On Saturday 08 September 2007 01:45, Mike McMullin wrote:
On Sat, 2007-08-09 at 00:49 -0400, Bob S wrote:
Hello SuSE people,
This is especially for you guys/gals that run 3or 4 os's on a big hard drive. How do you handle the primary and extended partitions?
A while back I purchased a 250 GB Sata drive, intending to install different os's and or versions of SuSE. I installed 10.2 on my shiny new drive but I stupidly partitioned 3 primaries, /, /swap, and /home, and used the fourth primary for the extended partition. Dumb move - Out of partitions with about 150GB of free space. (I run 10.0 on another small IDE drive)
Mike,thanks for replying. You have answered some of my nagging questions about usability.
I've got a big HD on my main system, and I'm running 5. Two Os's on one one hd and three are on the big drive.
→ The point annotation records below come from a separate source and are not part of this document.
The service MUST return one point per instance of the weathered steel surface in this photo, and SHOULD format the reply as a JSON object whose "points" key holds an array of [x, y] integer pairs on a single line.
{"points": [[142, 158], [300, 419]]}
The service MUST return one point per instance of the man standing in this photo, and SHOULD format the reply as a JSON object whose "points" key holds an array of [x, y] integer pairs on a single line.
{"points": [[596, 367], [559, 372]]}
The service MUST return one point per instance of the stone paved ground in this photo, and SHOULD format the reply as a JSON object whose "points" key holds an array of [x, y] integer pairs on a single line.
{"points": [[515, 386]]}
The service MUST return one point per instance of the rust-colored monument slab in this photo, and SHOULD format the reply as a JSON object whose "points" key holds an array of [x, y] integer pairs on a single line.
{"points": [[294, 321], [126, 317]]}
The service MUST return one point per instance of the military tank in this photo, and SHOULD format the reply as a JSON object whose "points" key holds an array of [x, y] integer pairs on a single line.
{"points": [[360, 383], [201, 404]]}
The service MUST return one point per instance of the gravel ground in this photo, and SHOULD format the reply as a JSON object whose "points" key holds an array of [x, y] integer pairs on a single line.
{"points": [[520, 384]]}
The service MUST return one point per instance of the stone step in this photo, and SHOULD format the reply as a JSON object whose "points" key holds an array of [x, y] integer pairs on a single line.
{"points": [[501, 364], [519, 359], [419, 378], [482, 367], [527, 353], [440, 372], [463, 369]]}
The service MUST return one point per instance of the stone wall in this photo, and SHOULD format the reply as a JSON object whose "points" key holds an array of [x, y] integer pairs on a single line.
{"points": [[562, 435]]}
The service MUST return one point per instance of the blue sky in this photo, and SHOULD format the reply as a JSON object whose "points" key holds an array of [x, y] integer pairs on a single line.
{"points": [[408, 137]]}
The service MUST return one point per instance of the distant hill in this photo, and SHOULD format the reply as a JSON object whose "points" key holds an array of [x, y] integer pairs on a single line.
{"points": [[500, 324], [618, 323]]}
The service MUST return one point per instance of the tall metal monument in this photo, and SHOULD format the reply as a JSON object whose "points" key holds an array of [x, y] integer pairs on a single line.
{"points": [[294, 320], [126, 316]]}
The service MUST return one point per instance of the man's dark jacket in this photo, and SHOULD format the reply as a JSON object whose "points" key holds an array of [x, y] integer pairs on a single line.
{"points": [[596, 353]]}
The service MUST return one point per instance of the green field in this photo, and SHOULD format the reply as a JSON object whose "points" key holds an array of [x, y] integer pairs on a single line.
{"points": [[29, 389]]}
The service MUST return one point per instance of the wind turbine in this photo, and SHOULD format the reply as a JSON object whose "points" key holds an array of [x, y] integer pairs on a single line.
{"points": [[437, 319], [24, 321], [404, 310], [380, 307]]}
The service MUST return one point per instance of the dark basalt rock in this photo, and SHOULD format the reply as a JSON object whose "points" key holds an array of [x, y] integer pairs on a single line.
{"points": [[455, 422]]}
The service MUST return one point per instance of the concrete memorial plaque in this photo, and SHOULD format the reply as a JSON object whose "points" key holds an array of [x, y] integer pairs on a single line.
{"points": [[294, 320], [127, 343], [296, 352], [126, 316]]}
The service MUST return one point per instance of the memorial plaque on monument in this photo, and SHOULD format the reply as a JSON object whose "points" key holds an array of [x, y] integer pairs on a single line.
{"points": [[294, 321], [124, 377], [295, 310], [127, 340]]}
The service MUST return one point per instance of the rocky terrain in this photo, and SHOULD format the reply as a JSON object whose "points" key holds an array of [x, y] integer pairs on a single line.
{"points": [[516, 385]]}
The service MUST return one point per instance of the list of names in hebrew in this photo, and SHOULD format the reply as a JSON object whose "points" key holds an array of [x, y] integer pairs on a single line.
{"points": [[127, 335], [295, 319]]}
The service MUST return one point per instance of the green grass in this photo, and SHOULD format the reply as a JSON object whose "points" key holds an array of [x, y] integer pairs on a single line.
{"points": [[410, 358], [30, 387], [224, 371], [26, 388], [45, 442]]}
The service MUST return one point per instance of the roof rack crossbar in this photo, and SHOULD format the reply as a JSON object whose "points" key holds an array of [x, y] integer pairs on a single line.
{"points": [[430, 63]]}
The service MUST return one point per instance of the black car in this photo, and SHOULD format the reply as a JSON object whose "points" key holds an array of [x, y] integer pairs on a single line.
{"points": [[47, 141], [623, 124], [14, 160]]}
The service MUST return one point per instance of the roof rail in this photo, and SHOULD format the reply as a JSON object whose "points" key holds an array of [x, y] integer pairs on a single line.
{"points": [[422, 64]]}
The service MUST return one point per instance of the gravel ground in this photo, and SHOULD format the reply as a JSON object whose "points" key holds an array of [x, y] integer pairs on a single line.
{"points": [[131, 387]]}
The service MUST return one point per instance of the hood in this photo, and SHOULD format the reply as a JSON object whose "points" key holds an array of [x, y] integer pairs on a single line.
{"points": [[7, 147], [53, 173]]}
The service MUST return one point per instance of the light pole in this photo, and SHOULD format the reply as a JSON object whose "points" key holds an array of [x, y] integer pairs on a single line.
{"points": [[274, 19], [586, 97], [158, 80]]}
The one with three partitions I set up as such: hdb1=swap, hdb2=/ for 10.1, hdb3=/home for 10.1, then there is an extended partition where hdb5=/ for 10.2, hdb6=/home for 10.2, hdb7=/ for LinuxXP. I do have on hda2 a swap partition, on hda1 Windows XP, on hda3 Ubuntu root, and on hda4 Ubuntu Home.
That explains quite a bit.
Now, I guess I could move my /home and /swap into the extended partition to free up two primary partitions. Hopefully that would give me access to the rest of the unused space on the drive. I always liked having my /home on it's own partition to guard it from mishap. Now, here are some of my questions:
Is the /home as safe residing in the extended partition? I could never delete or change the extended partition because they would wipe out /home - right?
Yes to both, almost. You could always backup your /home partition to move it to a new hard drive. Strategies for this have been discussed ad nauseum on this list over the past 18 or so months.
Yeah, I guess I could do that. Move it inside the extended partition or another drive, but then I couldn't use that empty primary because it would be isolated between the /swap and the extended partition and not be able to access the free space left on the disk behind the extended partition as Felix explained. Wonderful ! What dumbness in the original partitioning scheme I made.
Is it a good idea to have /swap on the extended partition? Do you use the same /swap for all of the os's? (e.g. like my /swap for 10.0 on the IDE drive?)
I have my swap in a primary partition on any drive that I have a swap on, and I have the 4 Linux's use the swap partition on hdb. I'm keeping the one on hda there in case I remove my hdb. I'll tweak Ubuntu to use it using a live cd to make the edit to fstab.
OK, so I really only need one /swap for 10.0, 10.2, and the future 10.3, right?
How do you manage to run 3 or 4 os variants on just 4 primary partitions?
I give my heavy lifting/everyday Linux the primary partitions and use the extended partition for checking out other releases/distros.
Understood and appreciative of your strategy.
Love to hear your individual strategies.